4. More Argument about Private Cloud


(a) Is there Standards Gap in Private Cloud?

There are few cloud-specific standards today, but when you’re building a private cloud,
integration is more about getting Product A talking to Product B, if your private cloud is basically lots of virtualization and little or no automation, and orchestration, then you aren’t gaining the benefits you could. Only when automation and orchestration hit their stride will you begin to enjoy full operational efficiencies.

(b) Who owns hardware equipment in private cloud?

The cloud’s greatest asset is its use of commodity equipment, so that operators are able to offer bulk wholesale prices to the customer. Some cloud expert argues: a true private cloud means you don’t own the equipment or have to maintain it yourself. A third-party provider is exclusively running resources on your behalf. You have control over the hardware, and it’s not shared with any other clients, but you don’t own the hardware and are not responsible for provisioning it or entering into multiple vendor contracts in order to implement it. Furthermore, the term ‘cloud’ should not be used unless you are accessing infrastructure or software via the web.

© Is Private Cloud for every organization? 

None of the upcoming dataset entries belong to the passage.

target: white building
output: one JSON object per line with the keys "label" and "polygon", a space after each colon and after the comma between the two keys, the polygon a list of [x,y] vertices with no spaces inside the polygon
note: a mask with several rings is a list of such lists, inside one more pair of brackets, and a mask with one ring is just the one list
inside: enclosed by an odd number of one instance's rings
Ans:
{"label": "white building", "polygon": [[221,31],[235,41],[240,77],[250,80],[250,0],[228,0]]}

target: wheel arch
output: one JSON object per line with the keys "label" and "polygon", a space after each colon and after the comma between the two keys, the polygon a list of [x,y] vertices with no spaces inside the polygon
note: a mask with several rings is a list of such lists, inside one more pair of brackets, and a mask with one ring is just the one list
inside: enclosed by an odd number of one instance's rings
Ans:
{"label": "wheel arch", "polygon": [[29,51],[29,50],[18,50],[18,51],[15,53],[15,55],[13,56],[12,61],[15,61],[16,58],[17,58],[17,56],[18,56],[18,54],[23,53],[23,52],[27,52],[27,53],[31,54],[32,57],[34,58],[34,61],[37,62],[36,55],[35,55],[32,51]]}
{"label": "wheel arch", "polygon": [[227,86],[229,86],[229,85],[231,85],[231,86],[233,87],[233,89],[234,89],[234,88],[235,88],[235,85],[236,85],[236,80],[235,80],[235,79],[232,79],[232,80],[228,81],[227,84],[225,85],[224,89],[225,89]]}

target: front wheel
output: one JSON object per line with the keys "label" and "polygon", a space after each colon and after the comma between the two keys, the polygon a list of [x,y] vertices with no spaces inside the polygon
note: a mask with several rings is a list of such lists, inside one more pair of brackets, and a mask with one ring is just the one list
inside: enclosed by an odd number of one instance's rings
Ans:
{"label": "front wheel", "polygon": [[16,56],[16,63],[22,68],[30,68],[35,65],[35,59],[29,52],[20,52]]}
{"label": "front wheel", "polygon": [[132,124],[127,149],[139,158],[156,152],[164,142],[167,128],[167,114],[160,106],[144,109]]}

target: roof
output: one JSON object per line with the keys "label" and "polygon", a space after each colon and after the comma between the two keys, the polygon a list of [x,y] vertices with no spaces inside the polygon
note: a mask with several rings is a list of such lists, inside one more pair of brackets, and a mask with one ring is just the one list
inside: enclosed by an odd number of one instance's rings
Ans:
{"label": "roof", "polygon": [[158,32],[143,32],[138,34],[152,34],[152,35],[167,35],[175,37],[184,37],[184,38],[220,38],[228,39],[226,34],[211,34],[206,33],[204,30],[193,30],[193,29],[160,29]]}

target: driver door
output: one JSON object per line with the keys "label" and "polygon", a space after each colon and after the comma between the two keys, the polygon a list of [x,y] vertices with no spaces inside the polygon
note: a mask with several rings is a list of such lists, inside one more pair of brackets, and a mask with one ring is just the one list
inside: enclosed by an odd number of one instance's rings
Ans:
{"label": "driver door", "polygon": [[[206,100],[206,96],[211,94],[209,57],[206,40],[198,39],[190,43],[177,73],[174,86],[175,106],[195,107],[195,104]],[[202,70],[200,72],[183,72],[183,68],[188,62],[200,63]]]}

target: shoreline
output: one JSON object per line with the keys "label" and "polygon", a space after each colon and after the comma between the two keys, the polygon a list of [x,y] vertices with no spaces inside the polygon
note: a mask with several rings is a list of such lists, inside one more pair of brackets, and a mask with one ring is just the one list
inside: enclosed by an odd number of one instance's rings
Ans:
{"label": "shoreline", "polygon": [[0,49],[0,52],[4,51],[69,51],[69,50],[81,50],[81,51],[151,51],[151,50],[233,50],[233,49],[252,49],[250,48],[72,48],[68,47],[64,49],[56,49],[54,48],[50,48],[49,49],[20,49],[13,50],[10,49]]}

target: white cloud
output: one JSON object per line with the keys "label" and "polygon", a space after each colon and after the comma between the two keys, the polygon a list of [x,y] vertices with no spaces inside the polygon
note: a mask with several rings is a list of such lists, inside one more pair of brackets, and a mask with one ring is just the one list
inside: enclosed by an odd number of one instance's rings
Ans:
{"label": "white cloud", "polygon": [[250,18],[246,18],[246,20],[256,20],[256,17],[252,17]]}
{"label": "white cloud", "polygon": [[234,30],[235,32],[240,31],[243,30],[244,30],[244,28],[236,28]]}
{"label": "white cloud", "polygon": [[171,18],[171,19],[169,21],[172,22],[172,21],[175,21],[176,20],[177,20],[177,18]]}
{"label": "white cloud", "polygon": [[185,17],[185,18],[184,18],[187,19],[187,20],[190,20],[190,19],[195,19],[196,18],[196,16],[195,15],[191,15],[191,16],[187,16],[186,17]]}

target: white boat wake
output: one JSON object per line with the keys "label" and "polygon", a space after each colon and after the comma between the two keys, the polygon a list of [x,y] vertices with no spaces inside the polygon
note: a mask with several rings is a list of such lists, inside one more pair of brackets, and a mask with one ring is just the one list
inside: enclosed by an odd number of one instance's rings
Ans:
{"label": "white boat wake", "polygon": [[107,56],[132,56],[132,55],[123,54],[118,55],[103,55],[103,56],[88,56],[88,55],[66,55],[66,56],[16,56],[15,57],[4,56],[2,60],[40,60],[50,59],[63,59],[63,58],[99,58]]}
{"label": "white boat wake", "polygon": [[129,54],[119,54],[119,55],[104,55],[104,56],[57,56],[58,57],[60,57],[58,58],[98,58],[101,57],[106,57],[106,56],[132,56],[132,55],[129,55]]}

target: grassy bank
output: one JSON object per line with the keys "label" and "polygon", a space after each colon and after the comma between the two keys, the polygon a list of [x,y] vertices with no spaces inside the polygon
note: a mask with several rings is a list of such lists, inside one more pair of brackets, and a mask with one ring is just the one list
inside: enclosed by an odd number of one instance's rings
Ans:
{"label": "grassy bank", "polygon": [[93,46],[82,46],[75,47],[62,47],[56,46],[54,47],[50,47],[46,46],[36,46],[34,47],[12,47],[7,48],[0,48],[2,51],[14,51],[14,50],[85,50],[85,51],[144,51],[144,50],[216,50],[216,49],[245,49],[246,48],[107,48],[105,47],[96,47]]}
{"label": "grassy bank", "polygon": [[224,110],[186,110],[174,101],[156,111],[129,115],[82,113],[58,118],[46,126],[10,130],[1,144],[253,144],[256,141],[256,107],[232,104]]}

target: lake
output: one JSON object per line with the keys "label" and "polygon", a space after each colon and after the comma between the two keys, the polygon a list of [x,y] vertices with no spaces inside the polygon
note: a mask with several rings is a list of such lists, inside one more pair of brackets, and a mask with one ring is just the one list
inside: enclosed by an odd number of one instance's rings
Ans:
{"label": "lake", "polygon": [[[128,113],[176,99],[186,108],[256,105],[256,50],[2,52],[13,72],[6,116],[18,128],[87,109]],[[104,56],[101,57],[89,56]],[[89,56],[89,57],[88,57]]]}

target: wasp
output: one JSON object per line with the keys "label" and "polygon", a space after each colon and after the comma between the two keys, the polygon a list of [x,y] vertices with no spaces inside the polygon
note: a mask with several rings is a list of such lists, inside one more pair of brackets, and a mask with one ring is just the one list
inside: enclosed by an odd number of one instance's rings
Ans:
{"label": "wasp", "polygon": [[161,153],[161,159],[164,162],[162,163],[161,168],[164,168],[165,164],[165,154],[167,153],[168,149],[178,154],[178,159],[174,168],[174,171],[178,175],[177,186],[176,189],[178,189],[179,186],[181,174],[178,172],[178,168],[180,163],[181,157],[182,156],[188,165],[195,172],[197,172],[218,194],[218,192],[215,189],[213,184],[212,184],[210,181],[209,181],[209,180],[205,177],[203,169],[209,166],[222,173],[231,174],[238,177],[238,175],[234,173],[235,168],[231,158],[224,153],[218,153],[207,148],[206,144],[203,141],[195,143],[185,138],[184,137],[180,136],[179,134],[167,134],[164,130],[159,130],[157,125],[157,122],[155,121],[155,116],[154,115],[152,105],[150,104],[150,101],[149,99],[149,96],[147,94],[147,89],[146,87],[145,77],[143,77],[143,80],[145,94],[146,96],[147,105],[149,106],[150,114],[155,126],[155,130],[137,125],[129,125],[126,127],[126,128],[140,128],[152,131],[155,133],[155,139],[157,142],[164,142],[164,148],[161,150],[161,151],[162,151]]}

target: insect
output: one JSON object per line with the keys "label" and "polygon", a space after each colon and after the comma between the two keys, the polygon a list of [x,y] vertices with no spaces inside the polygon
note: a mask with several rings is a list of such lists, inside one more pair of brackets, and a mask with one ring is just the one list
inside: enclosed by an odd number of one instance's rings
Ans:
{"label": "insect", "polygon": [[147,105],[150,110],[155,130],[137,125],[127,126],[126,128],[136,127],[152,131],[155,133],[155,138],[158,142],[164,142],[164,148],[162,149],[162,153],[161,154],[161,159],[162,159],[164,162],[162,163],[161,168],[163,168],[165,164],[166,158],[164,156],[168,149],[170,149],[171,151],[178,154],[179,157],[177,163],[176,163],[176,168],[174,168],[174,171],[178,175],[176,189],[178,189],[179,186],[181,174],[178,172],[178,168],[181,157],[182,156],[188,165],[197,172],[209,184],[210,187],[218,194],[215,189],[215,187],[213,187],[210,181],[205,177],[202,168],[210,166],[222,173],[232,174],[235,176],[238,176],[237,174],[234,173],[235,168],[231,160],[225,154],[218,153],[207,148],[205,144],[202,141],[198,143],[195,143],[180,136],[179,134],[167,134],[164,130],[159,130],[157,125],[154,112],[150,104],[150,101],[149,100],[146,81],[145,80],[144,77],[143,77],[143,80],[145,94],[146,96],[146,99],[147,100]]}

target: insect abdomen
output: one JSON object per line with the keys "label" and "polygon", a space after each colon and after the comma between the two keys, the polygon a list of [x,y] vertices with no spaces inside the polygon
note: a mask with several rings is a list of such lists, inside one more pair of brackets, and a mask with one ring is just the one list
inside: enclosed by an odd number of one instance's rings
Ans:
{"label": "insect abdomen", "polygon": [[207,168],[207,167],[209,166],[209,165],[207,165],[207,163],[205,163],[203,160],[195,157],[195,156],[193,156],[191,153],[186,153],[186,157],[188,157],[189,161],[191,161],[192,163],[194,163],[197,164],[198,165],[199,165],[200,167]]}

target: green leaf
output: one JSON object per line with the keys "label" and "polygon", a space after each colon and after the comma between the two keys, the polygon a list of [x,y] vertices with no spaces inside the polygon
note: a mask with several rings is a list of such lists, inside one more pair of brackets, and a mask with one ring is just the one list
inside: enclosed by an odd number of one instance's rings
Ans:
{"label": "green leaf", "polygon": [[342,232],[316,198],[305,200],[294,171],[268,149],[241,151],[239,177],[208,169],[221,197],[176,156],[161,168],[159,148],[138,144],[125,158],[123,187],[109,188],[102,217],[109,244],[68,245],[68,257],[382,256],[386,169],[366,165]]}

Private Cloud is more complex, expensive, and time consuming, it requires strategic planning and architecture designing. Some also argue: is it only for F100 enterprises, or small or medium size organizations can also benefit from it?


5. Cloud Forecast: Bright or Cloudy


One of the biggest burdens in today's IT organization is that with the explosion in
applications and their underlying server, storage, and networking technology, managing the infrastructure is placing a greater burden on IT staff than ever before, that’s in which private cloud can bring up value, that also make cloud forecast overall bright with cautious optimism.

The biggest barrier to successful cloud adoption may be psychological: the mentality of IT managers, as it’s new way to run IT,  communicating is key to business units at corporate level, without collaboration and cooperation cross-functional silos, any cloud effort is doomed to fail.

Still, Cloud is journey, not a sprint, especially for private cloud, it need long term strategy and well-thought out migration planning, it also need build up strong business cases, vendor relationship, deep analyze value/cost/risk on one side, and IT efficiency/Effectiveness/Agility on the other side, and demand skilled talent to achieve high performance agility in Cloud.